Narendra Modi ends India’s Israel dilemma, 70 years after Einstein urged Nehru to support Jewish cause

Narendra Modi ends India’s Israel dilemma, 70 years after Einstein urged Nehru to support Jewish cause

PM Narendra Modi visit to Israel: For how long can a country afford to be ambivalent towards a strategic partner? For how long can a country gain from another nation but not give it the due respect it deserves? In the international arena, a country accords due respect and recognition to another country by establishing a diplomatic mission on the latter’s land and by visits of its top leadership. When it comes to India and Israel, it is well established that Tel Aviv is a strategic partner of New Delhi. There can be no bigger proof of this than the fact that Israel supplied arms to India on at least four critical moments of its independent history, even as the so-called big allies of the world looked the other way, in 1962, 1965 and 1971 and 1999.

India formally recognised Israel as a sovereign nation way back in the 1950 but it took four decades to establish full diplomatic relations in 1992 and 67 years for an Indian premier to visit the Jewish nation, which has survived and flourished in a hostile environment so far. In between the years, Israel became one of India’s biggest defence, technology, knowledge and trade partners in the world. These are set to reach new heights in the coming years.

One may find it surprising as to why it took so many years for India’s top leadership to visit Tel Aviv, the seat of power in Israel.

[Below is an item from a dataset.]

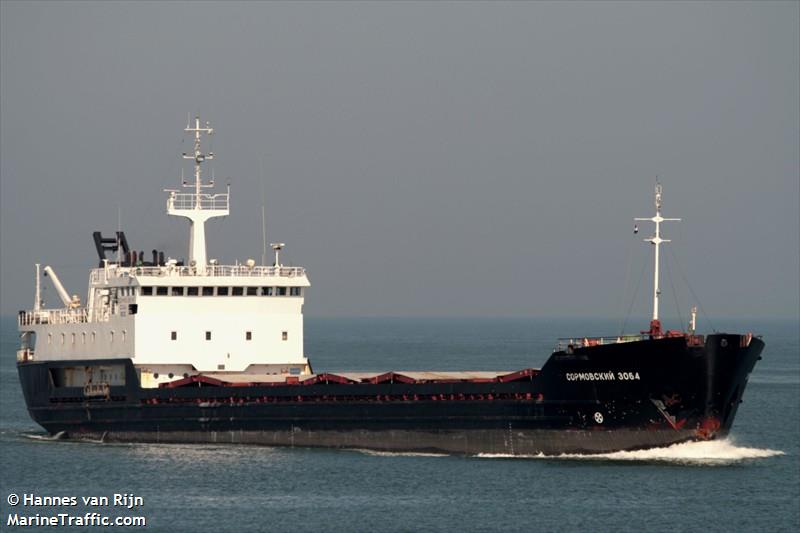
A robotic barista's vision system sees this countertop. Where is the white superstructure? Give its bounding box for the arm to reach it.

The best answer to this can be given in one word – DILEMMA.

Should India openly accept Israel as a partner at the cost of antagonising other powerful Arab nations, that are allies and also host millions of Indian nationals, or not? India’s first Prime Minister Jawaharlal Nehru couldn’t answer this in favour of Israel. Even Albert Einstein’s historic letter appealing Nehru to stand for the Jewish cause couldn’t make the latter change his mind.

In 1947, Zionist leaders approached Einstein to “work a miracle” to persuade India to support the setting up of a Jewish state. According to The Guardian’s analysis of Einstein’s correspondence with Nehru, then India’s PM-designate, the world famous scientist, described as a “reluctant Zionist” by the British daily, wrote a four-page letter to Nehru on June 13, 1947.

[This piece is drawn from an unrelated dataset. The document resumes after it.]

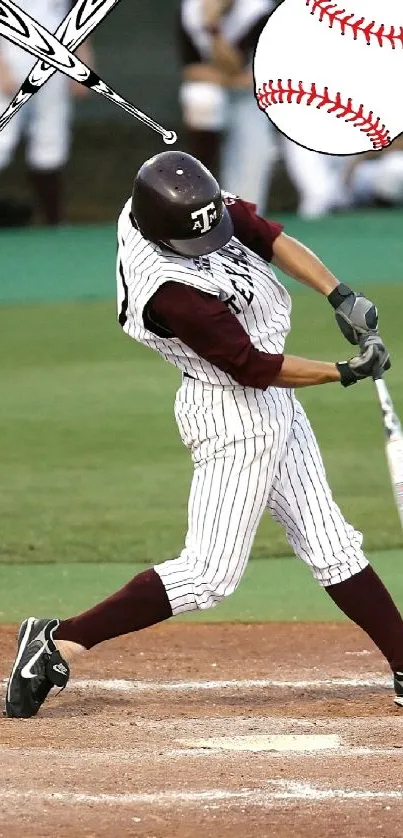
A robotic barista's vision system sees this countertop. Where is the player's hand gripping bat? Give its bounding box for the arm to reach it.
[0,0,177,143]
[373,370,403,528]
[0,0,120,131]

“The advent of Hitler underscored with a savage logic all the disastrous implications contained in the abnormal situation in which Jews found themselves. Millions of Jews perished… because there was no spot on the globe where they could find sanctuary… The Jewish survivors demand the right to dwell amid brothers, on the ancient soil of their fathers,” Einstein is quoted as saying by The Guardian in the letter.

The scientist appealed to Nehru to ignore “the rivalries of power politics and the egoism of petty nationalist appetites” and support the “glorious renascence which has begun in Palestine.”

Nehru, however, couldn’t accept Einstein’s request. The Indian Prime Minister had to then look after a soon-to-be-born nation, bracing for the partition on communal lines and where a large and powerful Muslim minority opposed Zionism. As an infant nation, India couldn’t afford to antagonise other powers of the world as it would have needed foreign support in case of any crisis.

Nehru explained to Einstein his dilemma, saying national leaders have to “unfortunately” pursue policies that are “essentially selfish”. “Each country thinks of its own interest first…” Nehru’s reluctance to stand with the Zionist cause proved fruitful for the time being as Pakistan forced a war on India in the same year and Nehru had to approach the United Nations, where it required the support of all nations, including the 13 Muslim-majority Arab nations.

India recognised Israel formally in 1950 after the latter was accepted by the UN. But the Nehruvian dilemma continued to guide India’s Israel Policy until 1992 when India set up a full diplomatic mission in Israel. But then, it took another 25 years for India to grant Israel, a technological powerhouse of the present-day world, the respect it deserves.

PM Modi’s visit to Israel today marks an end to India’s Israel dilemma and the rise of a confident India, which can afford to have good ties with all countries, including Israel’s rival Palestine, on its own terms, or what is in its “selfish” national interest, as Nehru would have said.